In order to avoid differences in the response of the piezo sensor at rest at each powering of the device and among sensors (I had three sensors giving different values at rest!), the code call the baseline calculation function. This lines calculate the mean of ten values of piezo sensor and this will be used as threshold for pressure detection. Another piece of hardware you will need is the motor and its controller. Figure 3 shows the wiring you will need to set it up. We can't wire directly the motor to a digital pin due to the maximum current output this would supply (20-40mA max depending from the board you are using), but the 5V pin is capable of supplying up to 500mA, which is enough for the vibrating motor!

A potentiometer was also added in order to control the vibration speed.

Figure 3. Schematic of the system with vibrating motor and controlling board.

The code is then modified in order the make the motor work as a function of the of the pressure applied with your sample (figure 4).

#define POTMETER A1        
#define MOTORPIN 9        
#define ten_to_eight(x) (map(x, 0, 1023, 0, 255))        
[...]        
void pressure_check (int *baseline);        
int *motor_speed (void);        
void speed_control (int *speed);        
void baseline_drift (int *baseline);        
[...]        
int counter = 0;    
int speed = 0;        
void setup() {        
 pinMode(MOTORPIN, OUTPUT);        
 [...]        
}        
void loop() {        
 pressure_check(ptr_baseline);        
 baseline_drift(ptr_baseline);        
}        
[...]        
int *motor_speed (void){        
 speed = analogRead(POTMETER);        
 speed = ten_to_eight(speed);        
 return &speed;        
 }        
void motor_control (int *speed){        
 analogWrite(MOTORPIN, *speed);        
 counter++;        
 }        
void pressure_check (int *baseline) {        
 if (analogRead(PRESSURE) > (*baseline + 10) && counter < 20){        
   while(counter < 20){        
     int *speed = motor_speed();        
     motor_control(speed);        
     delay(500);        
     }        
   } else if (counter > 19) {        
     analogWrite(MOTORPIN,HIGH);        
     delay(1000);        
     counter = 0;        
     }        
 }        
void baseline_drift (int *baseline){        
 if ( millis() % 3600000 == 0 && counter == 0){pressure_baseline(baseline);}        
 }        

Figure 4. Code for motor control.

Lets take a closer look to the code and what it does. First you will need to define the motor and potentiometer pins needed and to set the motor pin as output (figure 5).

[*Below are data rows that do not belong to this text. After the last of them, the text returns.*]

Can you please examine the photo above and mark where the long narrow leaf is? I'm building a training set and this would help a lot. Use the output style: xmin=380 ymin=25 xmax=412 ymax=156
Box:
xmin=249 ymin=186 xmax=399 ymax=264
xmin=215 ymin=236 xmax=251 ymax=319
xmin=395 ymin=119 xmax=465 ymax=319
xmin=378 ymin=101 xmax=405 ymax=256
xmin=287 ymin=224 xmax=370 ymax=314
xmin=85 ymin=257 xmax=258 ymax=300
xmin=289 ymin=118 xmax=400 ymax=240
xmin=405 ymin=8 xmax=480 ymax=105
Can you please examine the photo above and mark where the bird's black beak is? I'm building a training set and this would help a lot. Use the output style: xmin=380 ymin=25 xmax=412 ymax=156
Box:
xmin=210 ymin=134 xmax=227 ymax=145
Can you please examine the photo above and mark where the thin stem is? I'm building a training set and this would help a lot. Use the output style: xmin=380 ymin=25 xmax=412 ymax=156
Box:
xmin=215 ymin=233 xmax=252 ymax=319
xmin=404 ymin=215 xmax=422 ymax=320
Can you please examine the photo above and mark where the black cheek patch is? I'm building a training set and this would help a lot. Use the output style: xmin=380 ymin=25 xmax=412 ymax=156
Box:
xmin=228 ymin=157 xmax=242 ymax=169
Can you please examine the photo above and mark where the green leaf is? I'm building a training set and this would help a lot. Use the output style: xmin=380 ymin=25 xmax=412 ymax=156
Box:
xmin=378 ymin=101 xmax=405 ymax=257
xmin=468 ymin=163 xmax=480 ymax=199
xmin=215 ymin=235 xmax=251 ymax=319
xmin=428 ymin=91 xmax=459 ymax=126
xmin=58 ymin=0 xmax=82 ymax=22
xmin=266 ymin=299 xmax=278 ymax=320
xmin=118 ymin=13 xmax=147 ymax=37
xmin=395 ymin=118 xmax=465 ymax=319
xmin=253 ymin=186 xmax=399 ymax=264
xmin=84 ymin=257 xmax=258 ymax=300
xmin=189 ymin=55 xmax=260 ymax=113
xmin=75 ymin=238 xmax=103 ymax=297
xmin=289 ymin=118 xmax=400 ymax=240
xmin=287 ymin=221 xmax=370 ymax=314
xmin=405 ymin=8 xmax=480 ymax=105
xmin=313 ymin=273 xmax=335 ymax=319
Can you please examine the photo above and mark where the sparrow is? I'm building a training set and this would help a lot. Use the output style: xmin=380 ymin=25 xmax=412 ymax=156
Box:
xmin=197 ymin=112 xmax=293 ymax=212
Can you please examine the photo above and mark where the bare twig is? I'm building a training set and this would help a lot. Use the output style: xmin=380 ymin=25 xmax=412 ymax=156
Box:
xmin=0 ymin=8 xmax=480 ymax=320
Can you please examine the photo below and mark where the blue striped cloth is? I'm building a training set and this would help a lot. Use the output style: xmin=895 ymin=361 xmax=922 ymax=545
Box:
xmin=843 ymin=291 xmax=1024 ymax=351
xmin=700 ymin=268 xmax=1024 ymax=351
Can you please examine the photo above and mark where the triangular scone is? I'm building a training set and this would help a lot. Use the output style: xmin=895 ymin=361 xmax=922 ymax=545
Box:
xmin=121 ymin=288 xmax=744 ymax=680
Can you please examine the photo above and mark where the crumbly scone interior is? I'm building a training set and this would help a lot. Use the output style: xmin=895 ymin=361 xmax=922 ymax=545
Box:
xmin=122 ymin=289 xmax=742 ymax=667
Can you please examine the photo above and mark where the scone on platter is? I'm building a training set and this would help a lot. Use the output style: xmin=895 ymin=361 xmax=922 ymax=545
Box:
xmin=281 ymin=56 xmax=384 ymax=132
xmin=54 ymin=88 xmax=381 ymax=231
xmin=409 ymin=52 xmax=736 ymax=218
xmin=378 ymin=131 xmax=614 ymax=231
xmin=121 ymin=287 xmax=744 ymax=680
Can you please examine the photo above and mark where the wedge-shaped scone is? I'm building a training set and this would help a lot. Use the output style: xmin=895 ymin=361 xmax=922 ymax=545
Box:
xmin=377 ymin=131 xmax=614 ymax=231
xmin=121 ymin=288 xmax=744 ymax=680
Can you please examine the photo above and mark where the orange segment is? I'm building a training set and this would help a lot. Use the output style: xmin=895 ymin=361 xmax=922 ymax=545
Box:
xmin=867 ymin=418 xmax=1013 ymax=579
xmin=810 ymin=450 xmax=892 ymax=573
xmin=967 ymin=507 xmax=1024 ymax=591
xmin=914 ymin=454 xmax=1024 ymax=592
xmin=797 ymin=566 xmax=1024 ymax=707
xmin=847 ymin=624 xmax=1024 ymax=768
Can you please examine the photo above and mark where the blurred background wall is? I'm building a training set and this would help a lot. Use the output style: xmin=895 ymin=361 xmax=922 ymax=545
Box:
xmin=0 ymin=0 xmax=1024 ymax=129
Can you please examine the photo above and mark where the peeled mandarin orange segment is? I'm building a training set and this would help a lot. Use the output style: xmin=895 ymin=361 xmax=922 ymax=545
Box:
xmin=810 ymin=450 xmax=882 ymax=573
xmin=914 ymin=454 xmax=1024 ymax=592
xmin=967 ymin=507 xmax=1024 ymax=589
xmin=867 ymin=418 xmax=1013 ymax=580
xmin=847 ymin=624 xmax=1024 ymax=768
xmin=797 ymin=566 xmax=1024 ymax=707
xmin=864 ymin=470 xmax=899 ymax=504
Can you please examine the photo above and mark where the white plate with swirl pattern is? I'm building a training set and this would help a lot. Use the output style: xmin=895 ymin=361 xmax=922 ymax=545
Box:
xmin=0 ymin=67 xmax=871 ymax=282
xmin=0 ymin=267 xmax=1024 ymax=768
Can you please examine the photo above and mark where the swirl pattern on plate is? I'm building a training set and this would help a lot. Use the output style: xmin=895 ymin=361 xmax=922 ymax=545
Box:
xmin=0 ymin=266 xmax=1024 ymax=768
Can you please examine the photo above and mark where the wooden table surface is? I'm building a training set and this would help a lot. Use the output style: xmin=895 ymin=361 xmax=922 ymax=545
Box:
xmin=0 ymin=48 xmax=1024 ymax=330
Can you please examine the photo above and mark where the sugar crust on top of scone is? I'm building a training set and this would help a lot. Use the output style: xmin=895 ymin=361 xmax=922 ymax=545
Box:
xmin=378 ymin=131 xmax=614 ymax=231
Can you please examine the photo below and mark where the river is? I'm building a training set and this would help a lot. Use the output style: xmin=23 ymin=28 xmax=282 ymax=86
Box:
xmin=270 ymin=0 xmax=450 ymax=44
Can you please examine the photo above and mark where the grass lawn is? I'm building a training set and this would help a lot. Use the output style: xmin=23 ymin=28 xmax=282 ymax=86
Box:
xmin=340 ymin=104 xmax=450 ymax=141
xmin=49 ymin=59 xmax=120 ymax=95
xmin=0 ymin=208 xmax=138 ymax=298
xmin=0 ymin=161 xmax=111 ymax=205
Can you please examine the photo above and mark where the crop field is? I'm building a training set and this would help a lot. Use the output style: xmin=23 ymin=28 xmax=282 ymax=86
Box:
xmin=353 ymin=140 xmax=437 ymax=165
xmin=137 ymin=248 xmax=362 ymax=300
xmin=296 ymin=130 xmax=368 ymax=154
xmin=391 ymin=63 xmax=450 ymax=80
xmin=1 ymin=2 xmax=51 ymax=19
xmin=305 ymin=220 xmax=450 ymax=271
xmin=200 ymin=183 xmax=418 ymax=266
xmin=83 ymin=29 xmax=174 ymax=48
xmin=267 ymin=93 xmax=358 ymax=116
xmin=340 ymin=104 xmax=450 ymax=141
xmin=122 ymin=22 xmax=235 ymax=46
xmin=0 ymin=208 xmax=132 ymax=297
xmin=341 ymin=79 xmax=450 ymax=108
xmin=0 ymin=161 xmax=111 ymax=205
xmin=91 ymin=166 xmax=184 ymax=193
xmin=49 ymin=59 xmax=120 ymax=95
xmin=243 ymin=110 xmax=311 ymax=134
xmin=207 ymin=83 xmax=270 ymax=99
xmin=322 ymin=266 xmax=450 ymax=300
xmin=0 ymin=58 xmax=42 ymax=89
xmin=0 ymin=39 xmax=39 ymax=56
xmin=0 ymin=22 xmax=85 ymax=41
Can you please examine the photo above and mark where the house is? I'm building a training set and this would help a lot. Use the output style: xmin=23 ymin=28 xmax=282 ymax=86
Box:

#define POTMETER A1        
#define MOTORPIN 9             
              
void setup() {            
 [...]            
 pinMode(motorPin, OUTPUT);            
 [...]            
}            

Figure 5. Initialization code.

The rest of the code actually control how the system behave. Four functions are needed. It starts calling pressure_check(), this function check if there is pressure on the piezo sensor and if the answer is positive in calls motor_speed(). This will calculate the output for the motor pin from the potentiometer, a macro function ten_to_eight will map the value for the eight bit output (with a maximum of 180 in order to avoid a massive slowdown of the motor). The last part needed is motor_control() to activate the motor. A counter variable is increased every 0.5s up to a total of 10s then the system stop for 1s and wait for further pressure for a new cycle. A final function baseline_drift() will work every hour and calculate a new base value for the piezo sensor, thus avoiding drifts.(figure 6).

void loop() {        
 pressure_check(ptr_baseline);        
 baseline_drift(ptr_baseline);        
}        
[...]        
int *motor_speed (void){        
 speed = analogRead(POTMETER);        
 speed = ten_to_eight(speed);        
 return &speed;        
 }        
void motor_control (int *speed){        
 analogWrite(MOTORPIN, *speed);        
 counter++;        
 }        
void pressure_check (int *baseline) {        
 if (analogRead(PRESSURE) > (*baseline + 10) && counter < 20){        
   while(counter < 20){        
     int *speed = motor_speed();        
     motor_control(speed);        
     delay(500);        
     }        
   } else if (counter > 19) {        
     analogWrite(MOTORPIN,HIGH);        
     delay(1000);        
     counter = 0;        
     }        
 }        
void baseline_drift (int *baseline){        
 if ( millis() % 3600000 == 0 && counter == 0){pressure_baseline(baseline);}        
 }        

Figure 6. Loop code and functions definitions.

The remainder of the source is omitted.